Western water expert Aaron Derwingson of The Nature Conservancy will speak at Farm Journal’s upcoming Sustainable Produce Summit happening Sept. 13-17, 2021, on the challenges and opportunities for water conservation and innovation.
As extremely dry conditions persist along the Colorado River Basin, water specialists such as The Nature Conservancy’s Aaron Derwingson of Salida, Colo., are hearing changes in the way scientists and water leaders are talking about what’s happening in the region. The TNC water projects director says people are increasingly moving away from the label “drought” and toward the term “aridification.”
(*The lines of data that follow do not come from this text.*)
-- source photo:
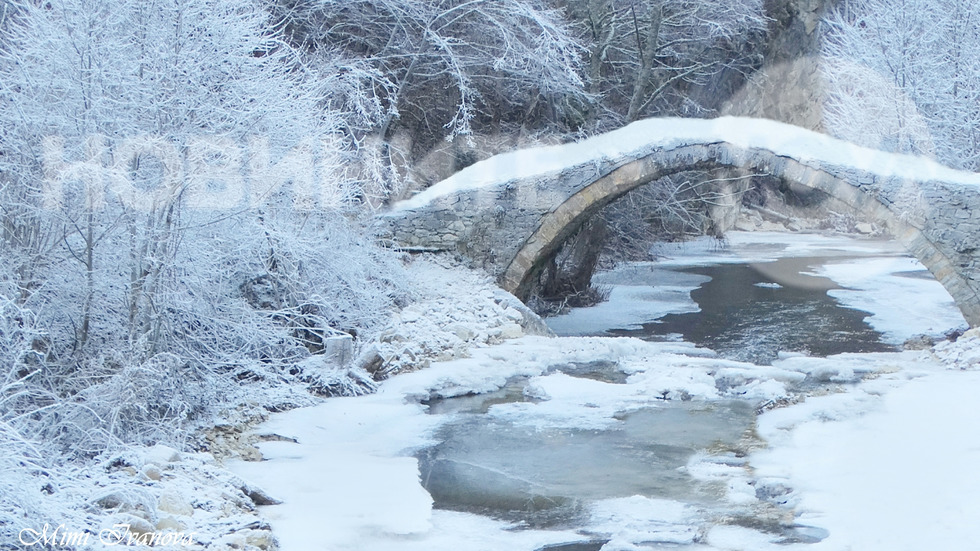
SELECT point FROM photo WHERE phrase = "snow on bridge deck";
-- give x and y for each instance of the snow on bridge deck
(511, 212)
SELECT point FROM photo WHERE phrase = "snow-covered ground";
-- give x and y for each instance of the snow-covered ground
(880, 456)
(646, 135)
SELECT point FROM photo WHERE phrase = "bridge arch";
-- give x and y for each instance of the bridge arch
(514, 224)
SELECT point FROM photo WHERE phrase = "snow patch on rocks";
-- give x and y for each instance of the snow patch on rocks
(456, 309)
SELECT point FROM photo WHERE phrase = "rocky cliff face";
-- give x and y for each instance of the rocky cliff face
(788, 86)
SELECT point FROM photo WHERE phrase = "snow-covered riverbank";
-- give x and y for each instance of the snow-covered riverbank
(850, 460)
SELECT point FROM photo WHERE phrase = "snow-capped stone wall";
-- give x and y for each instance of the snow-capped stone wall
(511, 212)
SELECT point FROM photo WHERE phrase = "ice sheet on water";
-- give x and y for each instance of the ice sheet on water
(644, 136)
(884, 287)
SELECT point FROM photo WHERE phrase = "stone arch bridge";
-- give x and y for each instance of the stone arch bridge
(512, 212)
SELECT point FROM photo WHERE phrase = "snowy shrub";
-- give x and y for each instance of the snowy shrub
(136, 301)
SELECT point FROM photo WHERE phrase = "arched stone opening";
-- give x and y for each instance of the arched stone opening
(950, 263)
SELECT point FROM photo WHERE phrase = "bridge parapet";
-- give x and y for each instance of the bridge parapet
(512, 212)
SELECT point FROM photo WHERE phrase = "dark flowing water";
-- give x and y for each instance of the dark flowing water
(547, 478)
(750, 312)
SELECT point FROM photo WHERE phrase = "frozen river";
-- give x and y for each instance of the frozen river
(729, 420)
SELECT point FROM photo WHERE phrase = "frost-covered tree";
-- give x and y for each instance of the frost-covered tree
(172, 201)
(445, 65)
(643, 55)
(904, 75)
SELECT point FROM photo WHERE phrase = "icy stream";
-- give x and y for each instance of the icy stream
(586, 442)
(753, 302)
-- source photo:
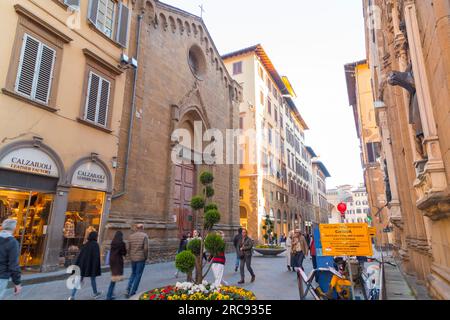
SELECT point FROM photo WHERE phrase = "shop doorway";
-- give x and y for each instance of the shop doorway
(183, 192)
(32, 211)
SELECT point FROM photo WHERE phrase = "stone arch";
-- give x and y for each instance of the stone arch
(93, 158)
(38, 144)
(187, 27)
(194, 29)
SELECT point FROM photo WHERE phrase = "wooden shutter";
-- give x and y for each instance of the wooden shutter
(27, 66)
(102, 115)
(123, 24)
(45, 74)
(35, 74)
(93, 11)
(97, 100)
(75, 4)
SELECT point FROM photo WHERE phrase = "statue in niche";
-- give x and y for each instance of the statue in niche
(406, 81)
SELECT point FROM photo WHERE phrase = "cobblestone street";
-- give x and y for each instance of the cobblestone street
(273, 281)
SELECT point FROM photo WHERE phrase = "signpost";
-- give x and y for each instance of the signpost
(346, 240)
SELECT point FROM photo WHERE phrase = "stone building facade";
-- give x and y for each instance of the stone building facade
(360, 95)
(181, 83)
(61, 103)
(409, 56)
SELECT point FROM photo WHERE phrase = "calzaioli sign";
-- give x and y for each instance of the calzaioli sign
(91, 176)
(30, 160)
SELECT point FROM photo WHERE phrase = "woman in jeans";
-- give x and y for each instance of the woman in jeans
(118, 251)
(299, 249)
(89, 263)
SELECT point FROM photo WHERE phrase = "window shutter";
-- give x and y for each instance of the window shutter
(92, 97)
(93, 10)
(97, 100)
(45, 74)
(75, 4)
(123, 25)
(27, 66)
(103, 103)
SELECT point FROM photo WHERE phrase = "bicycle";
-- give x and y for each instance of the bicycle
(339, 284)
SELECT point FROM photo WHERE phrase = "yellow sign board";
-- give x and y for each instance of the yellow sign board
(345, 239)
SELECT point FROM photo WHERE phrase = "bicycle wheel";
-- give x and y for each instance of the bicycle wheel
(301, 287)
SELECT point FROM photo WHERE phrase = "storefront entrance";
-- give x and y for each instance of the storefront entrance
(32, 210)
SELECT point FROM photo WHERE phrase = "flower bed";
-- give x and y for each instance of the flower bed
(205, 291)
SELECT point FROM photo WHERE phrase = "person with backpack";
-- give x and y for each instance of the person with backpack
(9, 258)
(218, 266)
(182, 247)
(118, 251)
(89, 263)
(236, 241)
(138, 252)
(245, 255)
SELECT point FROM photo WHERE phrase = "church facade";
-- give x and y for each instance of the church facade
(180, 85)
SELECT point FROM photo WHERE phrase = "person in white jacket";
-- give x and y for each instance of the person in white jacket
(288, 250)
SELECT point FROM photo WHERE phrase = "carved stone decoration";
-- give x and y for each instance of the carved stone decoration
(406, 81)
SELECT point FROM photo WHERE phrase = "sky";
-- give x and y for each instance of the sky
(309, 42)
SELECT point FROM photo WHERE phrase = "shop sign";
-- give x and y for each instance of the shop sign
(345, 240)
(31, 160)
(90, 175)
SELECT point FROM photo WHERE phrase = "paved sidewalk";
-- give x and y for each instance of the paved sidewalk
(273, 281)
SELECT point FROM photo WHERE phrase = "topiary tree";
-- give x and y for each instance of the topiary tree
(208, 213)
(185, 262)
(268, 228)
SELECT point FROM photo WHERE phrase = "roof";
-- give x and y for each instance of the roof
(322, 168)
(311, 152)
(268, 65)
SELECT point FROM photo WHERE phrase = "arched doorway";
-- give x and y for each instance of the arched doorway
(185, 169)
(243, 217)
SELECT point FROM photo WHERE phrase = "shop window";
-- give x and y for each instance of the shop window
(83, 216)
(32, 211)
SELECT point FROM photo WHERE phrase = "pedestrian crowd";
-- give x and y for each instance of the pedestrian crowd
(297, 243)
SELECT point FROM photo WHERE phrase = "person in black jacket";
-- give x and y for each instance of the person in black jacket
(9, 258)
(118, 251)
(182, 247)
(89, 263)
(236, 241)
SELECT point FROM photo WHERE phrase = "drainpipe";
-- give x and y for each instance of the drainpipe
(132, 114)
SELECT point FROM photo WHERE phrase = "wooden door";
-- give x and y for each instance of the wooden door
(183, 193)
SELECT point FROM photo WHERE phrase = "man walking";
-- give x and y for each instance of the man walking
(9, 258)
(246, 248)
(138, 252)
(236, 241)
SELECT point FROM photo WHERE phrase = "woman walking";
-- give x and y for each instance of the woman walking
(118, 251)
(288, 250)
(299, 249)
(89, 263)
(182, 247)
(218, 266)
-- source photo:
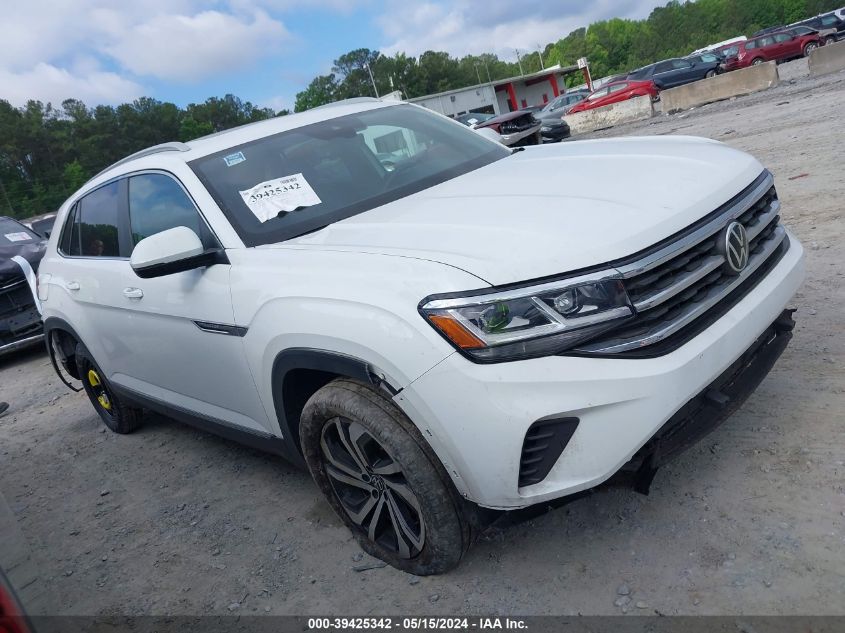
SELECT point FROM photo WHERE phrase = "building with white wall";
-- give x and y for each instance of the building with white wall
(503, 95)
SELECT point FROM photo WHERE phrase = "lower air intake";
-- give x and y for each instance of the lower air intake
(544, 442)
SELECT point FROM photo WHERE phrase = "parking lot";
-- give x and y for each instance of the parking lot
(170, 520)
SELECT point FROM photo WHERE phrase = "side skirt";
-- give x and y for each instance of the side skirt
(254, 439)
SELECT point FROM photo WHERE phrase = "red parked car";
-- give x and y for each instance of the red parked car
(779, 46)
(615, 92)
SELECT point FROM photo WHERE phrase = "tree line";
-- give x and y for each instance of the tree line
(47, 152)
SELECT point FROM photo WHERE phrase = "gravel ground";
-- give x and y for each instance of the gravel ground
(750, 521)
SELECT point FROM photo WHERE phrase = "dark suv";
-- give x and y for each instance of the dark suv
(676, 72)
(826, 24)
(20, 322)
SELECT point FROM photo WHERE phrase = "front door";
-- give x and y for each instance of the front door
(179, 327)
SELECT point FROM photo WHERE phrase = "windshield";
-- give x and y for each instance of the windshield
(295, 182)
(15, 233)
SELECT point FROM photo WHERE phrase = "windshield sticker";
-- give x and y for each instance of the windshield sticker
(18, 237)
(268, 199)
(234, 159)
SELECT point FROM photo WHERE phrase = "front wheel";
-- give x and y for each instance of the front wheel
(382, 479)
(114, 413)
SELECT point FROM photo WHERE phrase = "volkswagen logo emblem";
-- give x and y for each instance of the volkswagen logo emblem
(735, 248)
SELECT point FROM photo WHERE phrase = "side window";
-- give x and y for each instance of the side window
(157, 203)
(69, 244)
(95, 231)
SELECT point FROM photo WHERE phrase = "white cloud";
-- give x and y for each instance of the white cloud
(189, 48)
(463, 27)
(91, 50)
(48, 83)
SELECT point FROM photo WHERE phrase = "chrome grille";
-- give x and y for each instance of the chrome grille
(682, 281)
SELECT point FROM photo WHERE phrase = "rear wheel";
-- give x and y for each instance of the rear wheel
(382, 479)
(113, 412)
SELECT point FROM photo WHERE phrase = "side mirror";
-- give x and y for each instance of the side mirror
(172, 251)
(493, 135)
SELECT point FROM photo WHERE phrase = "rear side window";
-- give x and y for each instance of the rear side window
(157, 203)
(92, 228)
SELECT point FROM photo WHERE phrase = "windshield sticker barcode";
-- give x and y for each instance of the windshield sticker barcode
(269, 198)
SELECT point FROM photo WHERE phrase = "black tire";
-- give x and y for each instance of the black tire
(350, 432)
(114, 413)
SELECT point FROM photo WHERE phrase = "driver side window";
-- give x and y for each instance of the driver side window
(157, 203)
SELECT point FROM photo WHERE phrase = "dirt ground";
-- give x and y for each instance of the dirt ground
(170, 520)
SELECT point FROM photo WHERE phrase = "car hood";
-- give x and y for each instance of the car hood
(551, 209)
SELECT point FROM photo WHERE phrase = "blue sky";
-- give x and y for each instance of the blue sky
(264, 51)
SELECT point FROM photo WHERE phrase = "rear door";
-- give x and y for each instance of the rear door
(664, 74)
(617, 92)
(87, 287)
(767, 48)
(685, 72)
(182, 348)
(788, 45)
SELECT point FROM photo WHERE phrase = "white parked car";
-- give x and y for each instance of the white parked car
(471, 328)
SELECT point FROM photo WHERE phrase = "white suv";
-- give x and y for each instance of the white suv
(428, 321)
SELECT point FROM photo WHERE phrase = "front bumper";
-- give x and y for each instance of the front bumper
(476, 416)
(20, 322)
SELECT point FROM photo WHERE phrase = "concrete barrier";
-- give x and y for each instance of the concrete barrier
(827, 59)
(732, 84)
(634, 109)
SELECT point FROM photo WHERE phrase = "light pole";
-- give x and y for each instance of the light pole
(369, 70)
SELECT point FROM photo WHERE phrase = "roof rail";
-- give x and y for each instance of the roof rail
(347, 102)
(174, 146)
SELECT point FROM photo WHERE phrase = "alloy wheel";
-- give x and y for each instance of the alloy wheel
(99, 390)
(372, 488)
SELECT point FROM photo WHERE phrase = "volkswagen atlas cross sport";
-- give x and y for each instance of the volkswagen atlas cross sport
(433, 324)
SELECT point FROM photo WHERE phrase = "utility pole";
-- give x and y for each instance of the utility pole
(369, 70)
(6, 198)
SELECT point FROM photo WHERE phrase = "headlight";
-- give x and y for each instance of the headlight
(528, 322)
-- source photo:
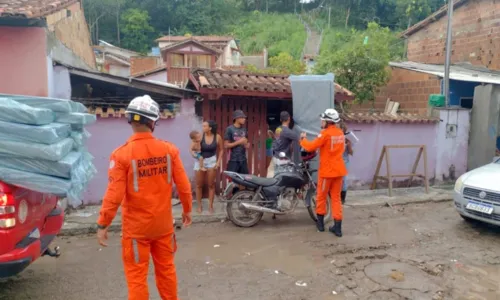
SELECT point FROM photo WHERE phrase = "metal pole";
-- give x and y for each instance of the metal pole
(406, 40)
(449, 37)
(329, 12)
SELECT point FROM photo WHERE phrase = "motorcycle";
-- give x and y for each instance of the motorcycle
(280, 195)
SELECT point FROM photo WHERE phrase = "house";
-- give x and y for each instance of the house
(36, 34)
(228, 47)
(474, 80)
(259, 61)
(259, 96)
(107, 96)
(181, 56)
(112, 59)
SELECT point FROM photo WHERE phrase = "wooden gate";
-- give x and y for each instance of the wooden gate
(221, 112)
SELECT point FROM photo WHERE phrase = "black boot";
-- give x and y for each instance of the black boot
(337, 228)
(320, 223)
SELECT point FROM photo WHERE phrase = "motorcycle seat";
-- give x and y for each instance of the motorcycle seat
(261, 181)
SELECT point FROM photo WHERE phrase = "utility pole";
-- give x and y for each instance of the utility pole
(406, 40)
(329, 13)
(449, 37)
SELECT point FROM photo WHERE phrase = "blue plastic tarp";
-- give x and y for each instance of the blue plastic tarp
(44, 134)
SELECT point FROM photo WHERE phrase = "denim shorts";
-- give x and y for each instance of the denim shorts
(208, 163)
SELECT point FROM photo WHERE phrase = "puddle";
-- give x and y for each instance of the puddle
(476, 282)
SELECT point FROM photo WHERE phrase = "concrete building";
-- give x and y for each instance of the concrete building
(474, 74)
(36, 34)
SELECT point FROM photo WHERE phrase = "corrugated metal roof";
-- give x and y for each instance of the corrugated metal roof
(460, 72)
(359, 117)
(244, 81)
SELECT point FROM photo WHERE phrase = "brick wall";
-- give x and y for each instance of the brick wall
(411, 89)
(476, 36)
(71, 29)
(141, 64)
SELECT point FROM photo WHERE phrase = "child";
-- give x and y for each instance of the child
(195, 149)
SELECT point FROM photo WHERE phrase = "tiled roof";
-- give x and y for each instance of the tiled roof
(32, 8)
(362, 117)
(243, 81)
(149, 72)
(203, 38)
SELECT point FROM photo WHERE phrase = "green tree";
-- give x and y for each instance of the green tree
(282, 64)
(136, 30)
(361, 65)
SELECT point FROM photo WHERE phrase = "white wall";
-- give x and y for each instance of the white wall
(59, 83)
(452, 143)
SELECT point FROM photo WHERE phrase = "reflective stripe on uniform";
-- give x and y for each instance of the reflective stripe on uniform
(134, 170)
(135, 249)
(169, 169)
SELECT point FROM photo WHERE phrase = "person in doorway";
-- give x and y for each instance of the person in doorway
(195, 149)
(236, 140)
(211, 147)
(269, 147)
(142, 173)
(331, 145)
(497, 151)
(283, 143)
(347, 152)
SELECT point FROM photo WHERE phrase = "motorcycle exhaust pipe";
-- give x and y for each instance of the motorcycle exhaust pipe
(261, 209)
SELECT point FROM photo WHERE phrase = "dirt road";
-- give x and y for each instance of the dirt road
(422, 251)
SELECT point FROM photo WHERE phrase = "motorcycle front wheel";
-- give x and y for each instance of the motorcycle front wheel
(248, 218)
(311, 209)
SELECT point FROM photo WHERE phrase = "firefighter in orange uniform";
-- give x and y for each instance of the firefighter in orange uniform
(142, 173)
(331, 145)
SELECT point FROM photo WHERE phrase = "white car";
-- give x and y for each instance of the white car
(477, 194)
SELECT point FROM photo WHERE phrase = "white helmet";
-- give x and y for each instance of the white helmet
(330, 115)
(144, 106)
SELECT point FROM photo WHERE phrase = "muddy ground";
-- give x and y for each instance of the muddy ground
(423, 251)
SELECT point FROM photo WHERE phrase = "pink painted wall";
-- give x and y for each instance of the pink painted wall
(372, 137)
(23, 61)
(110, 133)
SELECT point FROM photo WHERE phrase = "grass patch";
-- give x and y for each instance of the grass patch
(276, 32)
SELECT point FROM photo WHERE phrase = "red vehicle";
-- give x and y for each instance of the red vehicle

“The Basin is drying out, and there is a steady decline in available water—that’s having an impact,” says Derwingson, water projects director for the region. The Basin spans a vast 250,000 square miles across seven western states and supports a diverse array of ag production including hay, forage, cattle, corn, alfalfa, lettuce and other vegetables. (“If you’re eating greens in the winter in the U.S., you’re eating food grown with Colorado River water,” he points out.)
The effects of this year’s drought are particularly acute.
“It can be quite sad and quite challenging,” Derwingson explains. “Ranchers are reducing herd size, fields go unplanted. Apart from other droughts in the past, this one just feels especially crispy and dry. You can walk out in the field and hear it when you step on the grass.”
The challenges and opportunities of water conservation in the Colorado River Basin will be the subject of a presentation Derwingson and TNC colleague Taylor Hawes, Colorado River program director, will share during the 2021 Sustainable Produce Summit from Sept. 13-17. The event is presented by The Packer, Farm Journal and Trust In Food™, a Farm Journal initiative.
Comments from Hawes will illustrate the severity of the dry conditions affecting the Basin, its producers and its wildlife. Derwingson will provide complementary perspective on the opportunities and successes of water conservation TNC has seen working alongside farmers and ranchers.
“We try to figure out what these win-win solutions look like on the ground,” Derwingson explains. “Part of our broader goal is to change the narrative around water in the west, which is that it’s a zero-sum game. What climate change, drought and every other challenge facing ag and the environment today require us to do is think a little differently and a little more creatively. We will share stories from the ground and places where we’ve built partnerships with producers and companies. There are a variety of tools to figure out how ag can succeed and thrive in the future. We can also have water for the environment and fish. We all depend on healthy freshwater resources, and the best way to get that is to work in partnership.”
There are bright spots and success stories, to be sure. Ongoing research is exploring the potential for growing new crops with low water requirements. In Arizona, TNC helped build a malting house for malted barley and then worked with farmers to shift from alfalfa into barley. They sold the barley to the malt house, and the end product ended up at craft breweries in the Phoenix area. The spent grain can be used in animal feed.
The need for that kind of innovation will only increase, Derwingson believes.
“There’s enormous risk in the basin when it comes to water supply at a big scale,” he says. “You could sort [water access] out at an individual level, but you’re still very much at risk from reduced water security in the Basin. That would keep me up at night if I were relying on ag in the Basin.
“This also feels like another brick on your back if you’re an ag producer,” Derwingson continues. “There’s so much pressure they face every day that they feel. Those of us that work with ag go out and try to figure out new ways of doing business, new solutions. … What we need really right now are the resources to take that to scale, build off of our existing work and replicate that elsewhere.”